= FEMA Photo Library =

The FEMA Photo Library (now FEMA Media Library) was an online gallery of photos compiled by the Federal Emergency Management Agency (FEMA) of the United States, containing more than 49,000 disaster related photographs taken since 1980. The majority of the collection was of declared disasters and there were also photographs from significant public events that had occurred on or near the National Mall in Washington, D.C. Since August 30, 2005, 6,098 images had been added to the collection; Hurricane Katrina had the most photographs in the collection with around 3,000 images.

The photographs were of hurricanes, tornadoes, floods, typhoons, fires, avalanches, ice storms, blizzards, terrorist attacks, earthquakes, and the Space Shuttle Columbia disaster.

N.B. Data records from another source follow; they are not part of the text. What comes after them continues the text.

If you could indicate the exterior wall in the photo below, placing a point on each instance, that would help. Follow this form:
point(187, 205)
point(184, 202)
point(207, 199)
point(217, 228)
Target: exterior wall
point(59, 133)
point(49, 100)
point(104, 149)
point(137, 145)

The subjects of the photographs in the collection:
- FEMA and other disaster workers (Urban Search and Rescue, Disaster Medical Assistance Teams, the National Guard, Red Cross, US Army Corps of Engineers, US Forest Service, Internal Revenue Service, and State disaster workers) searching for and/or helping disaster victims.
- Photographs of damage to private property and public infrastructure.
- Photographs of FEMA success stories where a modification to a building or house lessened the damage from a natural disaster.
- Photographs of training.
- Photographs of FEMA provided housing for displaced disaster victims.
- Photographs of elected or appointed officials surveying the disaster and providing support to disaster workers and victims.

These photographs are in the public domain and are not copyrighted, due to being works by the federal government. The collection is added to during declared disasters, and sometimes there are continuous additions over the course of several days.

== History ==
In March 2019, the FEMA website was redesigned and the majority of the 49,000 photos disappeared.